This report is essential reading for any business involved in, or considering participating in the UK renewable energy market. It provides relevant and reliable data on the health of the sector with a focus on deployment, investment and jobs.
While it highlights the success of the sector in attracting investment over the past four years, despite the difficulties created by the financial crisis, it also reveals that we have a two tier renewables market. The vast majority of investment goes to renewable electricity assets, despite the fact that the UK has challenging targets for renewable heat and transport.
Looking at where policy efforts have focussed over the past few years, the greatest emphasis has been on restructuring our electricity market support to introduce Contracts for Difference (“CfDs”) under the electricity market reform programme. With this process in the final stages of enabling legislation, we now need to look to kick start the renewable heat market, if we are to have any prospect of achieving the 2020 renewable energy targets.

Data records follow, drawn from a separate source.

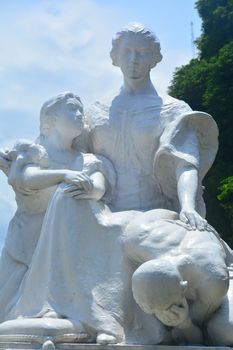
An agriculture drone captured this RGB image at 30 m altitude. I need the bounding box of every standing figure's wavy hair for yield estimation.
[110,23,163,68]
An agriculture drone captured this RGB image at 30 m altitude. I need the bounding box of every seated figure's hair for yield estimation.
[40,91,83,136]
[110,23,163,68]
[8,139,49,168]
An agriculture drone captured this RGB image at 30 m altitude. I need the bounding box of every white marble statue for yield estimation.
[0,24,233,345]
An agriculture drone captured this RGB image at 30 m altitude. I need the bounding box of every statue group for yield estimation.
[0,23,233,346]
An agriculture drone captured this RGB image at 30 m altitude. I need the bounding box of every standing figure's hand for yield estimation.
[180,209,208,231]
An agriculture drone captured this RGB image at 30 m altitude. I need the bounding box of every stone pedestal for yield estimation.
[0,340,232,350]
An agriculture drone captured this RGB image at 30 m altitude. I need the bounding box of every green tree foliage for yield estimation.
[169,0,233,246]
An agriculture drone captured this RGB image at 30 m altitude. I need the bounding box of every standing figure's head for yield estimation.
[40,92,84,143]
[110,23,162,79]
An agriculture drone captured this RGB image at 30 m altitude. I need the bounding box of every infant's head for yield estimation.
[132,259,187,326]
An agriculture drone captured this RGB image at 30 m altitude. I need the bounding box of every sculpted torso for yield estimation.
[0,24,229,344]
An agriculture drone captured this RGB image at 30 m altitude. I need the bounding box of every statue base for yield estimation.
[0,340,232,350]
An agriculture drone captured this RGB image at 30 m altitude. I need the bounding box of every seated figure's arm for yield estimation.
[176,161,207,230]
[16,164,92,190]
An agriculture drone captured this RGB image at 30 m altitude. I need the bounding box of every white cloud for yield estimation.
[0,0,198,249]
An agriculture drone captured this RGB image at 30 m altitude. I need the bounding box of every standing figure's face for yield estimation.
[56,97,84,138]
[118,34,153,79]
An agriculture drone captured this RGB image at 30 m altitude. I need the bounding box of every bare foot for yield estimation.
[96,333,117,344]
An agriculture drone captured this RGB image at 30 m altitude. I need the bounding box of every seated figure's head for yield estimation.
[132,259,188,327]
[40,92,84,139]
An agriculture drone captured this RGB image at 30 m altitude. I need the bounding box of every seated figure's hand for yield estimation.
[64,170,93,193]
[64,185,95,199]
[180,209,208,231]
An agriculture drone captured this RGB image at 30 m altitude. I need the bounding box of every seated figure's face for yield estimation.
[55,97,84,138]
[118,34,153,79]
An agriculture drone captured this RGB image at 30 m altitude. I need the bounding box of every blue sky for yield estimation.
[0,0,201,247]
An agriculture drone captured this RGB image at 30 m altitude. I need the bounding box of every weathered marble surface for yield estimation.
[0,24,233,349]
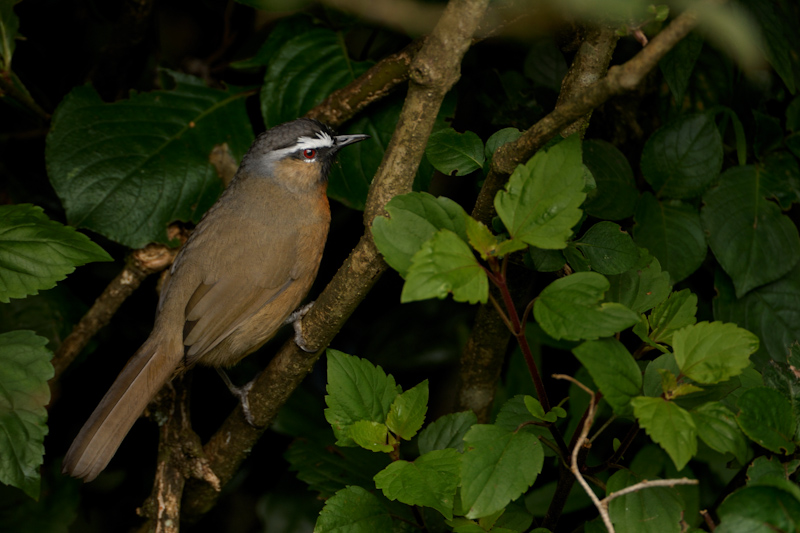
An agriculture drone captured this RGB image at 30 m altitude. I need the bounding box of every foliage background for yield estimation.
[0,0,800,531]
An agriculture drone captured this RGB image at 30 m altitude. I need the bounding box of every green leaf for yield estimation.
[633,193,706,284]
[605,248,671,313]
[672,322,758,384]
[417,411,478,455]
[583,139,639,220]
[701,166,800,298]
[0,0,20,72]
[325,349,401,446]
[606,470,683,533]
[575,221,639,276]
[642,114,722,200]
[572,338,642,416]
[0,204,112,303]
[375,449,461,520]
[261,28,372,125]
[494,135,586,249]
[533,272,639,340]
[658,33,703,105]
[736,387,797,453]
[649,289,697,345]
[714,266,800,361]
[314,487,392,533]
[372,192,469,277]
[284,439,391,498]
[386,379,428,440]
[349,420,394,453]
[425,128,485,176]
[45,77,256,248]
[692,402,747,463]
[0,331,53,500]
[400,229,489,304]
[631,396,697,470]
[716,486,800,533]
[467,217,528,260]
[461,424,544,519]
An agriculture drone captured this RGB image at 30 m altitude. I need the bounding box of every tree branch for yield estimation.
[184,0,488,520]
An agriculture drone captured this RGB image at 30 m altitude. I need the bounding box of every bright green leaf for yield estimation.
[417,411,478,454]
[461,424,544,518]
[701,166,800,298]
[386,379,428,440]
[642,114,722,200]
[533,272,639,340]
[314,487,392,533]
[575,221,639,275]
[45,72,256,248]
[425,128,484,176]
[400,229,489,303]
[372,192,469,277]
[494,135,586,249]
[325,349,400,446]
[572,338,642,416]
[375,449,461,520]
[736,387,797,453]
[672,322,758,384]
[631,396,697,470]
[0,204,111,303]
[0,331,53,500]
[633,193,707,283]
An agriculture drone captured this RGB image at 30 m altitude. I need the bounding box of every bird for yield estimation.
[63,118,369,482]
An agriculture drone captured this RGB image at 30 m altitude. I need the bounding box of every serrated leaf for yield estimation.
[631,396,697,470]
[605,248,671,313]
[372,192,469,277]
[386,379,428,440]
[692,402,747,463]
[314,487,392,533]
[642,114,722,200]
[425,128,485,176]
[606,470,684,533]
[0,204,112,303]
[701,166,800,298]
[583,139,639,220]
[633,193,707,284]
[0,331,53,500]
[375,449,461,520]
[572,338,642,416]
[261,27,372,126]
[575,221,639,275]
[494,135,586,249]
[533,272,639,340]
[284,439,391,498]
[45,73,253,248]
[461,424,544,519]
[736,387,797,454]
[417,411,478,454]
[400,229,489,304]
[672,322,758,384]
[325,349,401,446]
[649,289,697,345]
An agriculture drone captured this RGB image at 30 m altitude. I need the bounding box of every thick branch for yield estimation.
[184,0,488,520]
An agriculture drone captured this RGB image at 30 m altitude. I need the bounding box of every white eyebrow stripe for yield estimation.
[270,131,334,160]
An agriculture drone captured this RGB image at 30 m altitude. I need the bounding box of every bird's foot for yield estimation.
[286,302,316,353]
[217,368,265,429]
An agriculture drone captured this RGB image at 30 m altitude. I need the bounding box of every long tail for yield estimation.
[63,336,182,482]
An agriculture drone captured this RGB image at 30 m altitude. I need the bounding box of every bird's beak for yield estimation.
[334,133,369,150]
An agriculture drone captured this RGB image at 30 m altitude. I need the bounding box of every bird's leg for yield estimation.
[285,302,316,353]
[217,367,264,429]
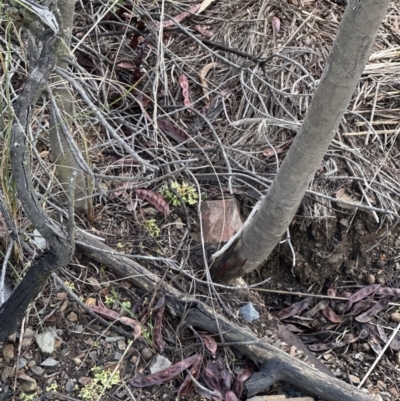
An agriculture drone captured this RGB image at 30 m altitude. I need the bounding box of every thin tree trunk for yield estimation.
[210,0,390,282]
[49,0,88,213]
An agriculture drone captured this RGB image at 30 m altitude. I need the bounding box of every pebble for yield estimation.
[150,354,172,375]
[141,347,154,361]
[3,344,15,361]
[31,365,44,376]
[366,274,375,285]
[390,312,400,323]
[67,312,78,323]
[36,330,55,354]
[19,380,38,393]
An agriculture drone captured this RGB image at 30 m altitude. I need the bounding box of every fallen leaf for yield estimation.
[200,334,217,356]
[271,17,281,33]
[129,354,198,388]
[277,297,314,320]
[179,74,192,113]
[356,297,389,323]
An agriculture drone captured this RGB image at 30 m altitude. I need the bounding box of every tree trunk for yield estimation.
[49,0,88,213]
[210,0,390,282]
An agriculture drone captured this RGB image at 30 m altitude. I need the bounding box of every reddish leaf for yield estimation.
[304,299,329,318]
[356,297,389,323]
[277,297,314,320]
[200,334,217,356]
[89,305,142,340]
[193,25,214,38]
[321,306,341,323]
[134,188,169,216]
[350,299,374,316]
[179,74,192,113]
[344,284,380,313]
[376,324,389,344]
[308,336,360,351]
[376,287,400,298]
[225,391,239,401]
[129,354,199,387]
[349,284,381,303]
[178,355,203,398]
[196,387,223,401]
[157,118,190,143]
[236,367,254,382]
[221,369,233,391]
[154,296,165,352]
[201,361,222,393]
[271,17,281,33]
[162,4,200,28]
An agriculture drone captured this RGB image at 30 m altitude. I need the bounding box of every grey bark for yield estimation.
[0,33,75,341]
[211,0,390,282]
[49,0,88,213]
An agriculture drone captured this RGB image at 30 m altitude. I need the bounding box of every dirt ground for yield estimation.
[0,0,400,401]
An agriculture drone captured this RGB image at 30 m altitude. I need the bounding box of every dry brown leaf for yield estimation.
[197,0,214,14]
[199,63,222,107]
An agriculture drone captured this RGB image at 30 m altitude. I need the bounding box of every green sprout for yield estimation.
[46,382,58,392]
[163,181,199,206]
[19,392,38,401]
[144,219,161,237]
[79,366,121,401]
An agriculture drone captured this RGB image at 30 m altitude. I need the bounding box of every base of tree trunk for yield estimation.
[77,232,375,401]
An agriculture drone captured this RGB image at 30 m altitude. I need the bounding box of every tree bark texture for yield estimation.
[0,34,75,341]
[49,0,88,214]
[211,0,390,282]
[77,232,375,401]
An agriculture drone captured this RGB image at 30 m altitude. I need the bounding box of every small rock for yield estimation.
[349,375,360,384]
[78,376,92,387]
[60,299,69,313]
[376,380,386,391]
[21,328,35,348]
[366,274,375,285]
[3,344,15,361]
[87,277,101,291]
[31,365,44,376]
[89,351,97,363]
[17,356,28,370]
[335,303,345,315]
[65,379,75,393]
[40,357,58,366]
[150,354,172,375]
[85,297,96,306]
[56,292,68,301]
[67,312,78,323]
[106,336,125,343]
[376,277,386,285]
[239,302,260,322]
[36,330,54,354]
[33,228,47,250]
[19,381,37,393]
[390,312,400,323]
[141,347,154,361]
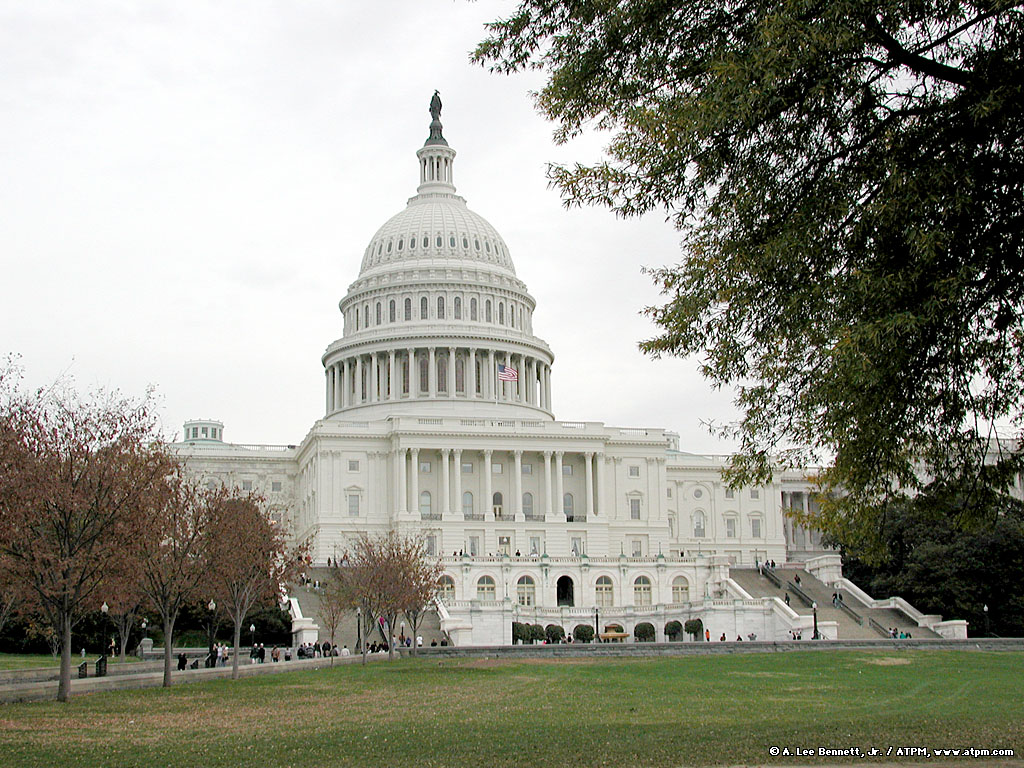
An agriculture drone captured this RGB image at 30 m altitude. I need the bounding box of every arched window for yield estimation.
[633,577,650,605]
[515,577,537,605]
[476,577,495,600]
[672,577,690,603]
[437,573,455,603]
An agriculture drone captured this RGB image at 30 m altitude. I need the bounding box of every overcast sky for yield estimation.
[0,0,734,453]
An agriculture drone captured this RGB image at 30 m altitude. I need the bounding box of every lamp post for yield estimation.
[206,598,217,669]
[355,605,367,664]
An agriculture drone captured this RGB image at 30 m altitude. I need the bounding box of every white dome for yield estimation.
[359,193,515,278]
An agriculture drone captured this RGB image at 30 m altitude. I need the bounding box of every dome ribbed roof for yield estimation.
[359,194,515,278]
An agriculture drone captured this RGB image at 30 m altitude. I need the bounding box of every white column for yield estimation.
[409,449,420,515]
[544,451,551,517]
[483,451,495,520]
[440,449,452,519]
[452,449,462,519]
[427,347,437,397]
[387,349,398,400]
[447,347,454,397]
[370,352,380,402]
[512,451,522,519]
[394,449,409,514]
[555,451,565,517]
[584,453,594,520]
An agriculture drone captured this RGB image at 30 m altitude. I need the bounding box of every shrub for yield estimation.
[544,624,565,644]
[572,624,594,643]
[683,618,703,640]
[633,622,656,643]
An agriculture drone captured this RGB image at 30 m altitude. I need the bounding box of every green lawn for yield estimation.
[0,651,1024,768]
[0,653,139,670]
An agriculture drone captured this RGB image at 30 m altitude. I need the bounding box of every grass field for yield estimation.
[0,651,1024,768]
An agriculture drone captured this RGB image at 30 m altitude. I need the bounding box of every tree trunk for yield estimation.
[57,613,71,701]
[164,618,174,688]
[231,622,242,680]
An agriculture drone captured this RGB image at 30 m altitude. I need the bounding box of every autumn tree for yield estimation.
[0,369,173,701]
[139,479,211,688]
[339,530,440,659]
[475,0,1024,557]
[206,492,309,678]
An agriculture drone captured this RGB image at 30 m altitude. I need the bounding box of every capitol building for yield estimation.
[176,97,958,645]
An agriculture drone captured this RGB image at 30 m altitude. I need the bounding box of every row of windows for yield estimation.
[346,296,526,331]
[438,573,690,607]
[370,231,506,264]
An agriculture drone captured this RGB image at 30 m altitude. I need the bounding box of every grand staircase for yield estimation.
[729,566,939,640]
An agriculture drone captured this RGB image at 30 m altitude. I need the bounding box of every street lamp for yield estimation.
[206,598,217,668]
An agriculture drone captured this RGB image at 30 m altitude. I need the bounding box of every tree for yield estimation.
[139,479,211,688]
[0,368,173,701]
[340,530,441,658]
[474,0,1024,552]
[206,490,308,679]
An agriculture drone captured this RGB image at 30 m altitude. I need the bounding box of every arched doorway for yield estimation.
[555,577,575,607]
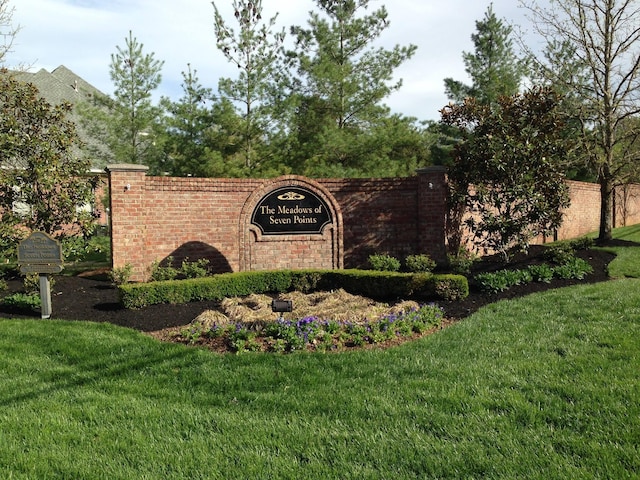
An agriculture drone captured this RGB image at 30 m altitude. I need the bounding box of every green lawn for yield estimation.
[0,230,640,480]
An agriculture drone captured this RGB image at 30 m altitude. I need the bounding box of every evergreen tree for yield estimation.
[79,32,165,173]
[162,66,248,177]
[444,4,526,104]
[287,0,424,176]
[212,0,284,172]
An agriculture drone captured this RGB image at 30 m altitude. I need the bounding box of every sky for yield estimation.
[7,0,544,120]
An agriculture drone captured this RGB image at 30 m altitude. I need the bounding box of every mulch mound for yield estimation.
[0,242,620,332]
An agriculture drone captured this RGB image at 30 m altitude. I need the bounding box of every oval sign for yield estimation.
[251,187,333,235]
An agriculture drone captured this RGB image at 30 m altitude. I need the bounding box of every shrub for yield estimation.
[447,248,479,275]
[543,242,575,265]
[149,257,178,282]
[369,254,400,272]
[553,257,593,280]
[178,258,209,278]
[109,263,133,285]
[527,263,553,283]
[474,270,512,293]
[432,275,469,301]
[569,237,595,250]
[118,270,469,308]
[404,254,436,273]
[2,293,41,310]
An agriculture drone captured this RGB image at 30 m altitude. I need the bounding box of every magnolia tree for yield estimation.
[442,88,570,260]
[0,70,98,255]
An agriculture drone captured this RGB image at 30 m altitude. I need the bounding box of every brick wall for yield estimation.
[107,165,446,280]
[107,165,640,281]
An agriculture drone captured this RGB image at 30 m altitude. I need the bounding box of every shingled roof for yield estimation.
[14,65,109,166]
[16,65,102,105]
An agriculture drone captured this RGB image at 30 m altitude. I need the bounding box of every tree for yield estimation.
[287,0,422,175]
[0,0,20,67]
[161,65,247,177]
[79,32,164,172]
[444,4,526,104]
[520,0,640,242]
[442,88,570,259]
[212,0,285,170]
[0,70,98,248]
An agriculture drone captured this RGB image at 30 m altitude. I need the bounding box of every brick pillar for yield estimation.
[105,164,149,281]
[417,166,447,265]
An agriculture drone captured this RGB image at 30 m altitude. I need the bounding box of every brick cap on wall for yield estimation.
[105,163,149,172]
[416,165,447,175]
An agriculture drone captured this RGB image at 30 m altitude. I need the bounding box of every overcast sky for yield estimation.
[8,0,544,120]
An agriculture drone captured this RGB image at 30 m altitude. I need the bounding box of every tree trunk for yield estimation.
[598,172,613,244]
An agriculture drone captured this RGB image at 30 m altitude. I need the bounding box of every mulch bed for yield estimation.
[0,242,628,332]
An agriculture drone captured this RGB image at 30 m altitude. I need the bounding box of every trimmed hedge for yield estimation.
[118,270,469,309]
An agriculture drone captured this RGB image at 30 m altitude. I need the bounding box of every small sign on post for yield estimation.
[18,232,63,318]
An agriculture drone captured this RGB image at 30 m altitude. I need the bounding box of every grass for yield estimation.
[0,228,640,479]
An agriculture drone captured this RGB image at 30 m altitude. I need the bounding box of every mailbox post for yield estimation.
[18,232,63,319]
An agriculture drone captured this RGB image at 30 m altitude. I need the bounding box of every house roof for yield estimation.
[16,65,102,105]
[13,65,105,164]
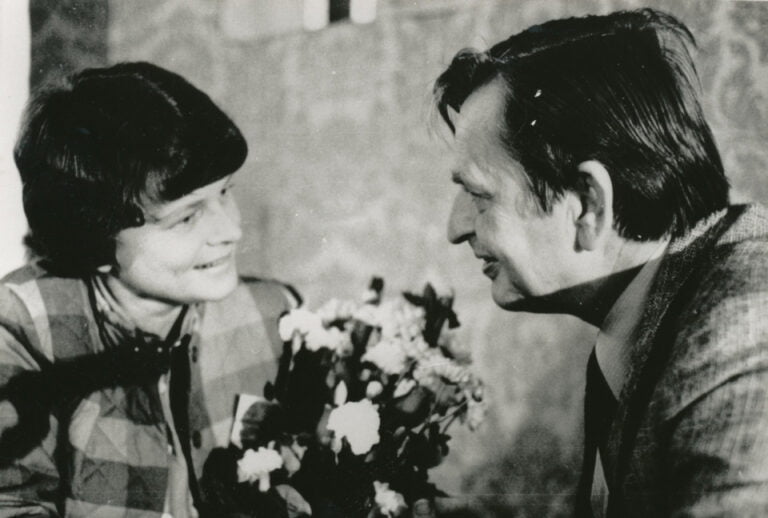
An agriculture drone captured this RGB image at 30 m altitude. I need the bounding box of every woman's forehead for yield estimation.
[144,175,232,220]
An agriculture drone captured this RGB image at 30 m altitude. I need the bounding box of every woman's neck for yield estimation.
[101,274,183,338]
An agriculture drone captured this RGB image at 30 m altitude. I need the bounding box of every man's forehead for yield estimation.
[452,81,513,185]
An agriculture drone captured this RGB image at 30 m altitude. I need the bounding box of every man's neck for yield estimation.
[102,275,182,338]
[568,238,668,327]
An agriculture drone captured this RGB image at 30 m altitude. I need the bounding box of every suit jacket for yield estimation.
[603,206,768,517]
[0,266,292,518]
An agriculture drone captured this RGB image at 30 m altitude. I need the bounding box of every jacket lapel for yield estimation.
[605,209,741,496]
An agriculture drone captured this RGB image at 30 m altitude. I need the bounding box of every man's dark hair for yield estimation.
[434,9,728,240]
[14,63,248,276]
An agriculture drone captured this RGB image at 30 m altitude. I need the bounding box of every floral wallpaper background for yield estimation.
[25,0,768,517]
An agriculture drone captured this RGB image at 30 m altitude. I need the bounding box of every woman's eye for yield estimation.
[219,183,235,196]
[172,209,200,227]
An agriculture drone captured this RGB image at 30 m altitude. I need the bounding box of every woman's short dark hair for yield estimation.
[14,63,248,276]
[434,9,728,240]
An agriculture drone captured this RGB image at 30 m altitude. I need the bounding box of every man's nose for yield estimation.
[448,192,474,244]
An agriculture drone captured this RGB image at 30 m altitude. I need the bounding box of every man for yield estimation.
[435,9,768,517]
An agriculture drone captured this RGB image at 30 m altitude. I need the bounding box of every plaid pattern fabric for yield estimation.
[0,266,293,517]
[604,206,768,517]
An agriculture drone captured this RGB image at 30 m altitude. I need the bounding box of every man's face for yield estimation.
[448,81,578,311]
[115,176,242,304]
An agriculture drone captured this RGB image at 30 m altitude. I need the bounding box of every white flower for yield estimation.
[373,480,406,516]
[392,378,416,399]
[327,399,381,455]
[278,308,323,342]
[466,394,488,430]
[365,380,384,399]
[362,338,408,374]
[378,299,425,340]
[401,335,430,360]
[305,326,352,356]
[317,299,357,324]
[413,349,471,387]
[237,447,283,492]
[352,304,379,327]
[279,308,352,355]
[333,380,349,406]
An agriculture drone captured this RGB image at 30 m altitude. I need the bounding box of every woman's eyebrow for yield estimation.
[147,199,205,223]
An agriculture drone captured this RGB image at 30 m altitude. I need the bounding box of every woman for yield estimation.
[0,63,298,517]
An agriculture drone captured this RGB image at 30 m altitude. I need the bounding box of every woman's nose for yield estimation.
[448,192,474,244]
[209,198,243,244]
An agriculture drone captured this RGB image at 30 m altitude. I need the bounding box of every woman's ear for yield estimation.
[576,160,613,250]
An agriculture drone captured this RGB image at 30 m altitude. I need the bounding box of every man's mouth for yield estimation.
[195,254,232,270]
[481,257,499,280]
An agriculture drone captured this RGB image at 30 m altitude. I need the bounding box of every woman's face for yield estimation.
[113,176,242,304]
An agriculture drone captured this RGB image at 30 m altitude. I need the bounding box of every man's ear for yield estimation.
[576,160,613,250]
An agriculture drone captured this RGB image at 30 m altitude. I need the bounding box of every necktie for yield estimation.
[576,350,617,518]
[168,335,201,509]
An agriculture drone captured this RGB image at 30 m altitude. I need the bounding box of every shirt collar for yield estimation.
[595,240,669,399]
[89,275,199,346]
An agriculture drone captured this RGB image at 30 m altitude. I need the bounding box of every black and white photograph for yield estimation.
[0,0,768,518]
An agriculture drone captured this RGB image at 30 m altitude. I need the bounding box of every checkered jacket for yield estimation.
[601,205,768,518]
[0,266,293,517]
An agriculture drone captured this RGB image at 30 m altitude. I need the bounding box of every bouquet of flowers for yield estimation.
[202,278,485,517]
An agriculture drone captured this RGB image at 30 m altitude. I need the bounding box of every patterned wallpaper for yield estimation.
[32,0,768,517]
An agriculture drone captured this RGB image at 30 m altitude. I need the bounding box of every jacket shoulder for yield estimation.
[660,206,768,417]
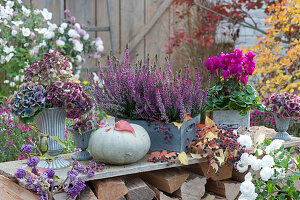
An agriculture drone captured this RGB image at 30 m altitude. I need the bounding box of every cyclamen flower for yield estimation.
[21,144,33,154]
[259,167,274,181]
[15,169,26,179]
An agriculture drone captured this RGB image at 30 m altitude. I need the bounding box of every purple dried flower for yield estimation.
[21,144,33,154]
[44,169,55,179]
[27,156,39,167]
[15,169,26,179]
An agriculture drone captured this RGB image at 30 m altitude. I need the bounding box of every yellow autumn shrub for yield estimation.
[249,0,300,97]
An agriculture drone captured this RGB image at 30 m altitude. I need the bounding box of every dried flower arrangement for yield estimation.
[204,49,264,115]
[10,51,93,122]
[90,50,209,122]
[266,93,300,120]
[189,117,252,177]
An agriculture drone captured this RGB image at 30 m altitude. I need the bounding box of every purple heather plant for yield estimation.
[266,93,300,120]
[46,81,93,119]
[15,145,96,200]
[90,50,209,122]
[10,82,46,119]
[25,51,74,86]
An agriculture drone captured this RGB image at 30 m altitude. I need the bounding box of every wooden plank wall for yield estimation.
[24,0,184,68]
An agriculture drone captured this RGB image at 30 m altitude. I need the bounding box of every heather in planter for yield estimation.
[204,49,264,128]
[90,50,207,152]
[266,93,300,140]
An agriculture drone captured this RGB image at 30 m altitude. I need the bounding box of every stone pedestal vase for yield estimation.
[213,110,250,130]
[273,115,292,141]
[68,126,94,161]
[35,108,71,169]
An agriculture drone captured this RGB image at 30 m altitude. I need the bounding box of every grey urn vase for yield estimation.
[213,110,250,130]
[68,126,95,161]
[34,108,71,170]
[116,116,200,153]
[273,115,292,141]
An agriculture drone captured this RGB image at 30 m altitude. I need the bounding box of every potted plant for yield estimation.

In total, there was an estimated £29.8bn of investment in the renewables sector during 2010-2013, with most of the investment in renewable electricity (£27.7bn). In the renewable electricity sector, investments have mainly been focused on onshore wind (£6.9bn), offshore wind (£7.7bn), solar PV (£5.5bn) and biomass (£4.7bn). The remaining investment was in renewable heat (£1.4bn invested during 2010-2012) and renewable transport (£0.7bn).
Looking forward to the investment required in renewable electricity and heat to reach the UK’s 2020 targets (based on government’s deployment forecasts), electricity is expected to attract the main share of the capital, (£40.8bn) although the investment in renewable heat is also expected to increase in importance relative to historical levels (£23.6bn - primarily bioenergy (£20.1bn) and heat pumps (£3.5bn)). Of the renewable electricity investment, this continues to be dominated by investment in offshore wind (£12bn) onshore wind (£8.1bn) and solar PV (£9bn). Based on DECC modelling, investments are projected to peak in 2014 and thereafter decline in the run-up to 2020.